Howard Marks, born during the 1940s, is a renowned investor and writer in the United States. He is the co-founder and co-chairman of Oaktree Capital Management, the largest investor in distressed securities worldwide.
A renowned contrarian, his insightful assessment of market opportunity and risk are well known in the investing world. Here are a few pointers from his time-tested, fundamental philosophy.
1. View Market Movements Constructively
Investors tend to perceive market activity through the prism of boom-and-bust cycles and anticipate future movements based on past patterns. 「The cycle, generally speaking,」 Marks explained, 「is a series of up and down oscillations around a central trend line.」
But the conventional terms that describe these market movements — boom and bust, up and down — carry connotations that can influence an investor's perspective and create a distortive effect. So Marks avoids them.
「I tend to think of them, more productively, as excesses and corrections,」 he said.

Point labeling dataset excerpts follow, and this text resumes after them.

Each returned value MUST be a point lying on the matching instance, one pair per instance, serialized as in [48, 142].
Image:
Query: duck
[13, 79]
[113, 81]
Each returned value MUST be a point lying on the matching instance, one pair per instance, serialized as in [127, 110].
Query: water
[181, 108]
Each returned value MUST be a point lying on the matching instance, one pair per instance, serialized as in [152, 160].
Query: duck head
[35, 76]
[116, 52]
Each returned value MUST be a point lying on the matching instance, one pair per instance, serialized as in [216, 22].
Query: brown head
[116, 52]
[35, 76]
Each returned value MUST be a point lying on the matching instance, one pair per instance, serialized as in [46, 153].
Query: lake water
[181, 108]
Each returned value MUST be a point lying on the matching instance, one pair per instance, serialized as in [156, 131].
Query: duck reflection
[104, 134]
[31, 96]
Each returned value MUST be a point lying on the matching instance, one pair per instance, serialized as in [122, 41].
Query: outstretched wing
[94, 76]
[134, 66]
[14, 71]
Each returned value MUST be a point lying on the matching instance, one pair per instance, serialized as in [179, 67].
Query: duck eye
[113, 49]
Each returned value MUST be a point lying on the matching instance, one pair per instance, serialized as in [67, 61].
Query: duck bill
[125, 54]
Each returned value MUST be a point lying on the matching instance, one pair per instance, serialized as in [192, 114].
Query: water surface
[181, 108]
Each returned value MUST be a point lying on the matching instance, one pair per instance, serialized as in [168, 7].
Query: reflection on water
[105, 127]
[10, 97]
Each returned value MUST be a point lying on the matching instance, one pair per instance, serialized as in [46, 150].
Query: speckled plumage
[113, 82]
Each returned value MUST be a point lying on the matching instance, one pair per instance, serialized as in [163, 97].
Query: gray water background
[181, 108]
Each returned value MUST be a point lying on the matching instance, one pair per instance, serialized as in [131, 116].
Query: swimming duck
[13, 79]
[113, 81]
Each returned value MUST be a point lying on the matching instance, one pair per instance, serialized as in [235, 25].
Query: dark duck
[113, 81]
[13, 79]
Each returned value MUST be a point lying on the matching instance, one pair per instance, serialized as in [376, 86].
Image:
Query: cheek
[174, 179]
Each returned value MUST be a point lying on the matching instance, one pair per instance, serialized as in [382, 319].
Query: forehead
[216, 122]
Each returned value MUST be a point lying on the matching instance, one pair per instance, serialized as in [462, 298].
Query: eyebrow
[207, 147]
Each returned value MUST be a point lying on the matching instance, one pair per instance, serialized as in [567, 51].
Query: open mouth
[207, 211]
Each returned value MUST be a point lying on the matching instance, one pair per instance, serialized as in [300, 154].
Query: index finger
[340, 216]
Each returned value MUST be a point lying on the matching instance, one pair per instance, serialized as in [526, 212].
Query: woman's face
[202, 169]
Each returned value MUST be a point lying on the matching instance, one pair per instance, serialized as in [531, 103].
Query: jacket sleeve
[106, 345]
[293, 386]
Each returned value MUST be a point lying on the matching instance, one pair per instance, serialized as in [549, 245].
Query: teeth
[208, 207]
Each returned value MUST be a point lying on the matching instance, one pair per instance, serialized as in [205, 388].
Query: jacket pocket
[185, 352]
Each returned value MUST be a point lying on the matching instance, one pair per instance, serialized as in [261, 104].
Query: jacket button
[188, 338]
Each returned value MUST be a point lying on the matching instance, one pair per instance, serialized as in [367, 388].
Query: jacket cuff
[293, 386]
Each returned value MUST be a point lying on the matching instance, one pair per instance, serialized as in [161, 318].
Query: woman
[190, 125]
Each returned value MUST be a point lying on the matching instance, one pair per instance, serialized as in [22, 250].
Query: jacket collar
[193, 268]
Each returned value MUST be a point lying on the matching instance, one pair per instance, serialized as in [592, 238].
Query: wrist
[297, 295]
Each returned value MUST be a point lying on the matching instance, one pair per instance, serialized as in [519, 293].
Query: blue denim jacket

2. You cannot be successful if you have no patience.
Be patient. Underpriced does not mean 「going up tomorrow」. Overpriced does not mean 「going down tomorrow」. Markets can be over- or underpriced and stay that way -- or become more so -- for years.
Sometimes there are plentiful opportunities for unusual returns with low risks; the global financial crisis of 2008 threw up plenty of opportunities. Other times they are fewer. It's important to wait patiently for the former.
Even if you are correct in identifying a divergence of popular opinion from eventual reality, it can take a long time for the price to converge with value and it can require something that acts as the catalyst. You should have the emotional strength to be able to stick with an approach or decision until it proves out, which can be a long time.
3. Psychology is more important than market predictions.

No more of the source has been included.